Photo credit:  China Eastern

China Eastern has returned all its aircraft in storage at its Shanghai base to service as domestic demand in China returns to pre-pandemic levels.

The carrier is back up to operating 2,400 daily flights and is restoring service to several domestic routes, including Beijing-Guangzhou and Beijing-Chengdu, that had been halted due to the pandemic, it said in a statement. It anticipates traffic to rise in the next several months for the Qingming and May Day holidays.

Globally, airlines have mothballed more than 13,700 aircraft since the pandemic began, IATA data show. Few carriers have taken China Eastern’s step of returning pre-pandemic fleets to service.

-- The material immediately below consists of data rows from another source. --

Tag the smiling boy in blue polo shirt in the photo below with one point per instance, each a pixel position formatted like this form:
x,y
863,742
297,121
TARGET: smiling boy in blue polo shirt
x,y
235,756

China’s domestic airline market is recovering, after taking a hit during the Lunar New Year travel period last month. By December 2020, domestic traffic had almost returned to pre-pandemic levels, but new Covid-19 outbreaks in the country prompted the central government to limit travel during the Lunar New Year, usually China’s busiest domestic travel period.

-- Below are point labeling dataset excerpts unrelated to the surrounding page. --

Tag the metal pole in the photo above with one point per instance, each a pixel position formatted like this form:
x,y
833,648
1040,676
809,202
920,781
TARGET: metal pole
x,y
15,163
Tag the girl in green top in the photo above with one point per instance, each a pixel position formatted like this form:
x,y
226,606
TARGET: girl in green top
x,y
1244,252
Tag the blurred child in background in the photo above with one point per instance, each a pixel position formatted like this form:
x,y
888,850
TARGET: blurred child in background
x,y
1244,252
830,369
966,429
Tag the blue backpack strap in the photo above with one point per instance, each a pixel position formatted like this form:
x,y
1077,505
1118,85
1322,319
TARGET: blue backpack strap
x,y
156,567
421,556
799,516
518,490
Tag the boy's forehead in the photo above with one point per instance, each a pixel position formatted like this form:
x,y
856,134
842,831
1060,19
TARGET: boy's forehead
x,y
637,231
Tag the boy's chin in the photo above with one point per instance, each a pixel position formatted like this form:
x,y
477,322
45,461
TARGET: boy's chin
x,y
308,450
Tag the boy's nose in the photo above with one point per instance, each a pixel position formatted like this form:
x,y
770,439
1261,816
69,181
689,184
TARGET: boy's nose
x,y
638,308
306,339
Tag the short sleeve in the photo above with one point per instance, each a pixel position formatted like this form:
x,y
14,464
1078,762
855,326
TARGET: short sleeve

IATA data show domestic China demand in January, the latest month for which the organization has data, was down about 35 percent year-over-year, after being just 8 percent off 2019 levels in December. Air China reported January’s domestic traffic down 35 percent from December.

February data for China’s entire domestic market are not yet available, but China Southern reported its February traffic was down 15 percent from January, reflecting the travel restrictions imposed by the central government. But the carrier reported its capacity so far this year has grown by 4 percent from 2020. The Covid pandemic struck in China first, affecting its airlines earlier than the rest of the world’s. U.S. carriers, for example, only started to report traffic declines in March of last year, with the nadir beginning in April.

Travel restrictions around the world have kept most Chinese tourists at home, and this is reflected in the Big Three’s international traffic, which remains far below 2019 and early 2020 numbers. Air China reported its January international traffic was 98 percent down from the same month in 2020. China Southern’s February international traffic shows some modest improvement, down 78 percent compared with 2020. China Eastern’s January international traffic was down about 93 percent from 2020. Neither it nor Air China have yet released February traffic data.

Globally, IATA reports that January international airline traffic was down 72 percent from 2020.